It is easy to imagine what would have gone through Val Adams' mind a few weeks before the London Olympics when she heard that her main rival for the shot-put gold medal, Nadzeya Ostapchuk, was throwing stupendous distances in her native Belarus. She would have been suspicious of how a mature 31-year-old athlete could improve so markedly in such a short period. There could also have been a hint of panic as what looked to be a relatively straightforward defence of her Olympic title was suddenly thrown into jeopardy. To her immense credit, she has always resisted the path pursued by so many drug cheats, discredited and otherwise. Her belated reward is the gold medal stripped from Ostapchuk.
The Belarusian tested positive for metenolone, an anabolic agent, before and after the shot-put competition. Clearly, despite warnings of the most extensive anti-doping programme in Olympic history, she was prepared to take the risk. Yielding to temptation has cost her not only the gold medal but the possibility of a two-year ban from the sport when track and field's governing body, the IAAF, considers her case.
Ostapchuk was the eighth competitor to test positive for a banned substance at the London Games but the first to be stripped of a medal. According to the International Olympic Committee president, Jacques Rogge, that figure "is a sign that the system works". But in Ostapchuk's case, it is apparent that it could have worked better. It is odd that, according to Belarus team officials, tests on her in Belarus on July 25, July 26 and August 1 proved negative. The sudden rapid improvement in her performance at that time should have been the trigger for particular attention and especially stringent testing.
As Kiwi athlete Nick Willis has pointed out, it seems even more odd that Ostapchuk should have been able to compete at all given that both the "A" and back-up "B" samples from tests on August 5, the day before her Olympic competition, came back positive. In such a case, it might be expected that some action would be taken which would have meant she would be allowed take her place in the shot put only if she proved to be clean. As it happened, the test for steroids immediately after the competition proved equally conclusive, both the "A" and "B" tests proving positive. But that followed a competition during which Ostapchuk's unfair advantage immediately gave her a psychologically devastating upper hand over her rivals.

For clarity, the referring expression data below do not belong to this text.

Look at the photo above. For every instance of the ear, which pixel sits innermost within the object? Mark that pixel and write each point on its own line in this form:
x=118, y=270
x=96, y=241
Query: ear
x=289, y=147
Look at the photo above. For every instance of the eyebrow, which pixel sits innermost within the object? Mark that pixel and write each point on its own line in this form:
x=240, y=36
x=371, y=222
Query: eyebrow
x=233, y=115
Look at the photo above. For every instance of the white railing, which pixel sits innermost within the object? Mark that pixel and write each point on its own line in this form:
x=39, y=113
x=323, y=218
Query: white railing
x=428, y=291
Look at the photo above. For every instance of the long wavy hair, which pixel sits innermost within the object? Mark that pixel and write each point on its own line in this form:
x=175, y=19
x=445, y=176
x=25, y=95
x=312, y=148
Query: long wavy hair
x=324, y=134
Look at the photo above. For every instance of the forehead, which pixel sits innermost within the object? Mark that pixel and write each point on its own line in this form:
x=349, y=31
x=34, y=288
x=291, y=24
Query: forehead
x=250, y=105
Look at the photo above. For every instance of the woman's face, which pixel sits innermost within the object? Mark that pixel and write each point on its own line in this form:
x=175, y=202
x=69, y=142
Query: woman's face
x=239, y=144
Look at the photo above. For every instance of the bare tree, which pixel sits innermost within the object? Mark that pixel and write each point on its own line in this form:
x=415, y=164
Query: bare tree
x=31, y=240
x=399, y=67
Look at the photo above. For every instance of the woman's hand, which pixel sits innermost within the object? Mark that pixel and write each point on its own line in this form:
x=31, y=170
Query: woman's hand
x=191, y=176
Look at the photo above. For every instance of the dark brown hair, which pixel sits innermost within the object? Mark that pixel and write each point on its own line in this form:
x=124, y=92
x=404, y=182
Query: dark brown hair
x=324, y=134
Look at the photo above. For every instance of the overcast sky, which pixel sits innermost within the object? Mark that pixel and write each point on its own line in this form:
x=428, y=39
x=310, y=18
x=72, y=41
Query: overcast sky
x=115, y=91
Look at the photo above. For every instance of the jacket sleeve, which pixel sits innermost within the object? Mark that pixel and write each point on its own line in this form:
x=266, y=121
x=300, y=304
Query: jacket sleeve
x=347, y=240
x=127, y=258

This denied Valerie Adams not only victory but the accompanying plaudits, celebration and moment of glory she so richly deserved. She was unable to stand on the gold medal podium before a crowd of 80,000 and listen to the New Zealand anthem being played in her honour. Instead, she had to attempt to explain how things could have gone so wrong.
Her coach, Jean-Pierre Egger, struck the right note by saying he "would prefer to remain silent". He could only hope that the anti-doping system would work as officials insisted it would and that a drug cheat would be caught.

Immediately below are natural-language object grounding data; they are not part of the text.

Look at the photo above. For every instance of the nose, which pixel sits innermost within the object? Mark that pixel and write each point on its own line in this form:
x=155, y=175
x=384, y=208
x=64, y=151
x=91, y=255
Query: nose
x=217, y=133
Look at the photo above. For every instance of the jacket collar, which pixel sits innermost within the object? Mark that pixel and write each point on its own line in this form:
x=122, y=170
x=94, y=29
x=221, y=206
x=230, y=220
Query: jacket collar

It has been quite an Olympics for Adams. Her campaign was also clouded by an administrative error that left her name off the official start list. Only an 11th-hour intervention by the NZOC and the IAAF enabled her to compete. Her performance in the shot put was below the high standard that she would have set herself. Even so, she finished comfortably ahead of Russia's Evgeniia Kolodko, who has now been promoted to second.
Ostapchuk's disgrace means Adams' gold medal was won as convincingly as that of Eric Murray and Hamish Bond. She is a true champion.